第45話 仕事の進行

 今日のライブも成功したと言っていいだろう。

チェキの撮影の時も盛り上がりを見せていた。

新規のファンも増えてきたように感じる。


 それと同時にマナーの悪いファンが出て来るのもまた事実なのであるが。


「みんなお疲れ様。着替えたら話したいことがあるから集まってくれ」


 俺はライブと特典のチェキ会を終えたメンバーたちに言った。


「「「はーい」」」


 そのまま、メンバーは着替えに向かう。

俺は着替え終わるのを控え室で待っていた。


「お待たせしましたー」


 しばらく待って、メンバーは着替え終わった。


「大丈夫だよ。まずはこれ」


 俺は一枚の資料を3人に渡した。


「向井さんからテレビ出演のオファーがあった。社長の許可は出てるからあとはみんながどうしたいかだ」


 先日、社長には話を通したが、メンバーにはタイミングを逃して言えていなかった。


「凄すぎます……」

「もう、テレビ出演のオファーですか」


 3人は驚きと困惑の表情を浮かべていた。


「出るか?」

「「「でます!」」」


 3人の声が重なった。

テレビ出演は知名度アップには大きなものである。

このチャンスを逃す訳にはいかないだろう。


「分かった。じゃあ、その方向で話を進めていくわ。じゃあ、次な」


 俺はもう一枚の資料をメンバーたちに渡す。


「知り合いにコンセプトカフェのオーナーがいて、ぜひゲスト出勤して欲しいっていう依頼があったんだ

けど、どうかな?」


 コンカフェにゲスト出勤をするメリットはそれなりにある。

ファン層が広がったり、今のファンとの交流の場になったり、知名度を上げるチャンスとなる。

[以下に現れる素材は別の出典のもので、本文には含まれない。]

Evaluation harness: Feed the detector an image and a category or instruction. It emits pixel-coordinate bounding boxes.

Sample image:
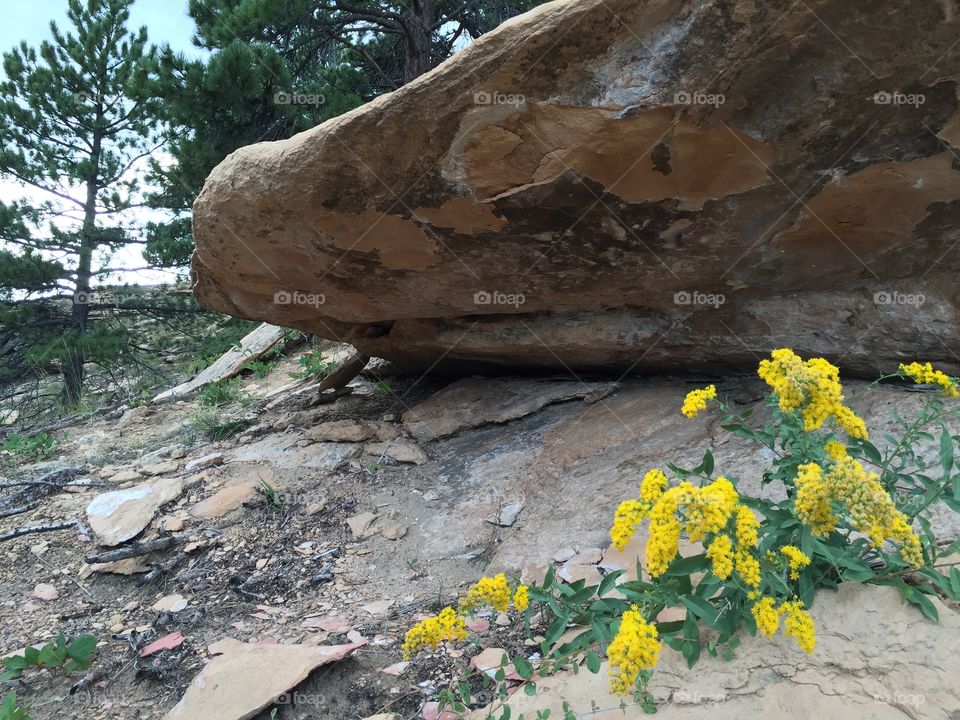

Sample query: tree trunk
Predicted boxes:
[63,134,102,405]
[403,0,434,83]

もちろん、売上の一部がメンバーにも給料として支払われる。


「面白そうじゃん」

「私も、興味あります!」

「接客楽しそう」


 それぞれ、メンバーは乗り気なようであった。


「じゃあ、こっちもやってみる方向で進めていいか?」

「はい!」

「了解! じゃあ、こっちも話を進めておくね」


 メンバーの了承が取れたところで、俺は両方の話を進めることにした。


「俺からはこのくらいなんだけど、みんなからは何かある?」

「いえ、私たちの方からは特に」

「じゃあ、今日はこれで解散ということで。お疲れ様でした」


 そこから、俺はメンバーを駅へと送っていく。


「四宮さんは帰らないんっですか?」

「うん、事務所で作業が残ってるから」


 俺はまだやるべき仕事が残っていたのだ。


「分かりました。四宮さんも無理しないでくださいね」


 莉奈がそう言って微笑んだ。


「おう、ありがとうな」


 俺は改札を通り抜けるメンバーたちを見送ると、事務所へと引き返す。

今日中にはスケジュール調整などの仕事をすましておきたかったのだ。


 事務所に戻ると、定時を過ぎているので誰も居なかった。

社長室の明かりは漏れていたので望月さんはまだ残っているのだろう。


 俺からしたら、望月さんの方がいつ休んでいるのかよっぽど分からなかった。